Although the film is built around Mendelson's life, it also uses footage of Golden Age cantors, including Yossele Rosenblatt -- the beloved idol of the Jewish masses who sold more than a million records in the United States. It also includes interviews with well-known cantors like Alberto Mizrahi, Matthew Lazar, Joseph Malovany of the Orthodox Fifth Avenue Synagogue, Nate Lam in Los Angeles, and Debbie Freedman. Joseph Levine, a Jewish music scholar in Philadelphia, was also very involved.

 

The biggest lay role went to Professor Alan Dershowitz of Harvard University.
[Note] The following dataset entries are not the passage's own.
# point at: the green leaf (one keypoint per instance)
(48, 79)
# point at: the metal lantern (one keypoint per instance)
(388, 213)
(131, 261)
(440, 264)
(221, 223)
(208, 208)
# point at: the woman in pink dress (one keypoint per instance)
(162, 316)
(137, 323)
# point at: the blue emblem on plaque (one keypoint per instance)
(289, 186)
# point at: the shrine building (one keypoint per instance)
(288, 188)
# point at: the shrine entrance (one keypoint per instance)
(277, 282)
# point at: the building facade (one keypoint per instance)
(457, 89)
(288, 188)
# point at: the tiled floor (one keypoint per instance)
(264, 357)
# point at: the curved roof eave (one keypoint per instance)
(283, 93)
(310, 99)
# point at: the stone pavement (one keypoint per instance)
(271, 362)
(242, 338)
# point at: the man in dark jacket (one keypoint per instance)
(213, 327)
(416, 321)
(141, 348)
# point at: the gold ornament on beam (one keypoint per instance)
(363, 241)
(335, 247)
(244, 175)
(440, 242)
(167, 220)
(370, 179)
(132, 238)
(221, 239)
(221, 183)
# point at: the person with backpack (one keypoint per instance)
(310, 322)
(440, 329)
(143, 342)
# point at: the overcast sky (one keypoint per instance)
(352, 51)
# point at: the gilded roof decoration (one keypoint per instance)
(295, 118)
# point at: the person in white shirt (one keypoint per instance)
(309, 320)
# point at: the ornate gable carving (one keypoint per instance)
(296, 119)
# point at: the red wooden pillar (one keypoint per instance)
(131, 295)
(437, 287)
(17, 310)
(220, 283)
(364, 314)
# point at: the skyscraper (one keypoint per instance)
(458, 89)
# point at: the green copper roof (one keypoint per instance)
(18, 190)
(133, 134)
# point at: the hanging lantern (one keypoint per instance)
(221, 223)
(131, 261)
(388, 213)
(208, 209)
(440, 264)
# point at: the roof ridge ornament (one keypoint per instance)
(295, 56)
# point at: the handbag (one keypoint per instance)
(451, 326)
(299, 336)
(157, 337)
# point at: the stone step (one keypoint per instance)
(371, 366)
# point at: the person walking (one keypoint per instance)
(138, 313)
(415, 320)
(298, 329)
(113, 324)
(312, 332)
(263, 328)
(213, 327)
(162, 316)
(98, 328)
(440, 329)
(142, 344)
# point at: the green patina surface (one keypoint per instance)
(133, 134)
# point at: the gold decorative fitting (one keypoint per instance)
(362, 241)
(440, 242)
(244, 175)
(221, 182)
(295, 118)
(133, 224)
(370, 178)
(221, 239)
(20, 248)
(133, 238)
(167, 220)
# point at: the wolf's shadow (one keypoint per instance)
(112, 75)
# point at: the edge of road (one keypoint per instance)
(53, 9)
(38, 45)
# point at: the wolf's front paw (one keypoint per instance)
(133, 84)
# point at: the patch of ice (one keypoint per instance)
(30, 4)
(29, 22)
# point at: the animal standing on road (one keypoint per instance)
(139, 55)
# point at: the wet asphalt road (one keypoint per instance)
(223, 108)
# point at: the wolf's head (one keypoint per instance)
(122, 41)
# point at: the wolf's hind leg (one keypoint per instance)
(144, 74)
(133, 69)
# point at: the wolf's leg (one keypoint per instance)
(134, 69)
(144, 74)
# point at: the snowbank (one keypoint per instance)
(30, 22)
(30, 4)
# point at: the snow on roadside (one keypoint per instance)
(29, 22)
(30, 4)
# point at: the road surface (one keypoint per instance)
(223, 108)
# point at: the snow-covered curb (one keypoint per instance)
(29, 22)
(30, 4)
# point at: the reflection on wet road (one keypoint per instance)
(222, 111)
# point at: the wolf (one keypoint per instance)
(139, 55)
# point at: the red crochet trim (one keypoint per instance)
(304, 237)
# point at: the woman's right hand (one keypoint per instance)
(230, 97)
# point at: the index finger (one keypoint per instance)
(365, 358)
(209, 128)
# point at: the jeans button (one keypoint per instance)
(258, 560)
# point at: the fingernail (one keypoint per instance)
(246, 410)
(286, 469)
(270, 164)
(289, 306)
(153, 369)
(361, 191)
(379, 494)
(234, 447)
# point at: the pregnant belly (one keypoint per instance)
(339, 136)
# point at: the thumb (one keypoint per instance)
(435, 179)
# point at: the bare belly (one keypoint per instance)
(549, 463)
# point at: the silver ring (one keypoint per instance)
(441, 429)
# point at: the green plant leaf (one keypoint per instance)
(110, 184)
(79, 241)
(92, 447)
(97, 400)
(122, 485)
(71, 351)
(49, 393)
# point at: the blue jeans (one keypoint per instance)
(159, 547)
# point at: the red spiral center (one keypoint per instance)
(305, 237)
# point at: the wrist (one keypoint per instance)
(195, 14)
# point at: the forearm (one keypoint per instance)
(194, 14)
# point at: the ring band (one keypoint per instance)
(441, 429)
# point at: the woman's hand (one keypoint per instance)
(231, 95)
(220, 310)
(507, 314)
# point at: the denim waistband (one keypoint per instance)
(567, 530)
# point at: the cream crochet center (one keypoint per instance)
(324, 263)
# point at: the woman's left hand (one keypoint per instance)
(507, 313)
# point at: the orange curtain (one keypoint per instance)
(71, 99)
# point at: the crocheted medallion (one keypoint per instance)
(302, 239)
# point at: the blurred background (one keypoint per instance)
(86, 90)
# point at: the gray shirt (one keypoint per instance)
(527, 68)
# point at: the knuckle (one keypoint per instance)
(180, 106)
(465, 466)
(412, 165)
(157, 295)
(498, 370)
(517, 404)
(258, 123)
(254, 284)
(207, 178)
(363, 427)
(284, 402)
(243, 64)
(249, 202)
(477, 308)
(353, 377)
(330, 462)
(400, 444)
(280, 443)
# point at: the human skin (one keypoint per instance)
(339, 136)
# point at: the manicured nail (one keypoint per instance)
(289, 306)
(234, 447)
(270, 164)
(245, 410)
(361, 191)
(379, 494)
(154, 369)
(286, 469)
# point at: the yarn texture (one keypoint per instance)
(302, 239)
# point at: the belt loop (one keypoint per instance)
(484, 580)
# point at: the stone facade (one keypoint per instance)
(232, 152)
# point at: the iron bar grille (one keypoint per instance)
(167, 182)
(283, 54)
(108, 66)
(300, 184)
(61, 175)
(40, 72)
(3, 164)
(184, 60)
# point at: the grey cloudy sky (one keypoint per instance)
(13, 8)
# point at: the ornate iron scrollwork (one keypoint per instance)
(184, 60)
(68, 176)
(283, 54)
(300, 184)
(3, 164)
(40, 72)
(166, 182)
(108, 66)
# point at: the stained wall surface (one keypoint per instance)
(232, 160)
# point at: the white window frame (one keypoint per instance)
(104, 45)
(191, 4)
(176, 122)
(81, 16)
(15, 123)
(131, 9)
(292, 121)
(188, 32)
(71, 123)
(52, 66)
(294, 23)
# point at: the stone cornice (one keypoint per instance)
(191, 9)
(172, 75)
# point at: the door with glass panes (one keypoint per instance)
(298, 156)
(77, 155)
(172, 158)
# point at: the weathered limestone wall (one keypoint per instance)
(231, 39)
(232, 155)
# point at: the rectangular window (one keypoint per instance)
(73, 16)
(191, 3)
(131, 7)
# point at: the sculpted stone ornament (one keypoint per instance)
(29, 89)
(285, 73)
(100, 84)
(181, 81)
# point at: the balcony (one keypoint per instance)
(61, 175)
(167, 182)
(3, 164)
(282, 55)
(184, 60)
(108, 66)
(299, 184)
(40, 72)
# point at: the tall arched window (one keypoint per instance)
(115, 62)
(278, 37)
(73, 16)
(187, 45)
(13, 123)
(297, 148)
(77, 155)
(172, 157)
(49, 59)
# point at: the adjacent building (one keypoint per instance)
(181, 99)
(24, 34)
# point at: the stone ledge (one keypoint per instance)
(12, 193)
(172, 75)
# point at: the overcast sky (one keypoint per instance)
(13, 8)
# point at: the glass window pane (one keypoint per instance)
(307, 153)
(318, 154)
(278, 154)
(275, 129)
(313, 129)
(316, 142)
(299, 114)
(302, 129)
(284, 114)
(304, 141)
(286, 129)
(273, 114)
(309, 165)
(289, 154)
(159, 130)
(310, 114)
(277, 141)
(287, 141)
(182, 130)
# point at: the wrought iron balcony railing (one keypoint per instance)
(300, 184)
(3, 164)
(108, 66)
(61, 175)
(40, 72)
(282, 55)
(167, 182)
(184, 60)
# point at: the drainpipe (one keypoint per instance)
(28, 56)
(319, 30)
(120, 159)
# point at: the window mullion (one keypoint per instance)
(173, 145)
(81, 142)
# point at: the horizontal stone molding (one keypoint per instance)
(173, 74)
How did that come to be? "I knew he loved chazzanut," said Mendelson, "because we had sung in the same choir when we were kids." Then it turned out that one of Dershowitz's dearest friends, Zalman Eisentadt, was a member of Mendelson's shul, and Mendelson asked Zally to give Dershowitz a call.

 

As often happens with people who are well known, Dershowitz had first offered them only a 20-minute interview. "Two hours later," recalled Mendelson, "he wouldn't let us out of his office."

 

And through Dershowitz they came to comedian Jackie Mason. "At the beginning he was quite serious," said Mendelson. Mason talked about chazzanut being the cultural music of the Jewish people that was in the air around him when grew up like pop is today for kids or gospel for African-Americans. The segment ends with Mendelson singing for Mason and Mason returning the favor.

 

"The thing everyone loves the most is the end of film," said Mendelson, "where I go to Boro Park and try to get people to sing chazzanut." In the film, Mendelson sings with bakers and deli people in Brooklyn. In Israel he got a Yemenite man with an uzi to sing with him and later a guy on the beach in a Speedo bathing suit, holding a video camera.

 

The film also features cantors on different sides of the argument about whether a woman can legitimately be a chazzan or not. Benzion Miller of the Beth El Temple in Boro Park -- "the shul with the greatest chazzanim in the world, built for Mordecai Hershman," said Mendelson -- argues strongly against women serving as cantors.

The filmmaker, Greenberg Anjou, describes Mendelson on the film's Web site, www.acantorstale.com, as "a one-man hazzanic ball of fire, encapsulating so much artistry, humor, musicality, compassion, care and dynamism." With such a guy at the center of an array of cantors and cantor wannabes, living and dead, the film is a must see.